東日本大震災以降、都心部を中心に自転車通勤する人が増えており、顧問先より、通勤途中に従業員が交通事故の加害者又は被害者となってしまった場合の会社としての対応及び責任について質問がありました。

法的問題点は多岐に渡りますが、任意保険加入という点に絞って、大きな概要とポイントを簡単に説明致します。

まず、従業員が通勤途中に交通事故の被害に遭った場合においては、仮に加害者が任意保険に入っていなかったとしても、原則として労災保険から相当の補償がされる可能性が高いと考えられます。
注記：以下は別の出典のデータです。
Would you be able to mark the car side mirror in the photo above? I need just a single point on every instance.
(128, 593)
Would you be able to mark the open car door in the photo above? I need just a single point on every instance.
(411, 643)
次に、従業員が加害者になってしまった場合には、交通事故の被害者から会社に対して使用者責任(民法715 条)を追及されるリスクがあります。

この点、あくまで業務執行についてなされた場合でなければ、使用者である会社に責任は生じないことが原則です。

具体的には、自転車を営業用車両として業務に使用している場合を除けば、業務執行性は原則として否定されるこ とになるでしょう。

但し、業務執行の範囲と言えるか否かについては、使用者の事業の執行から直接生じたものに限られず、行為の外 形からみて職務の範囲内の行為に属すると考えられるものまで含むとされています。

そして、自転車通勤も少しずつ浸透し、事故も多数報告されるようになってきており、今後会社として使用者責任を問われる可能性もゼロとは言えません。

そこで、少なくとも自転車通勤を許可する場合には、必ず任意保険に加入することを義務付けたり、安全運転に努めるよう指導・教育するなど、会社としても従業員個人としても現時点でできる限りの対応をされることをお勧め致します。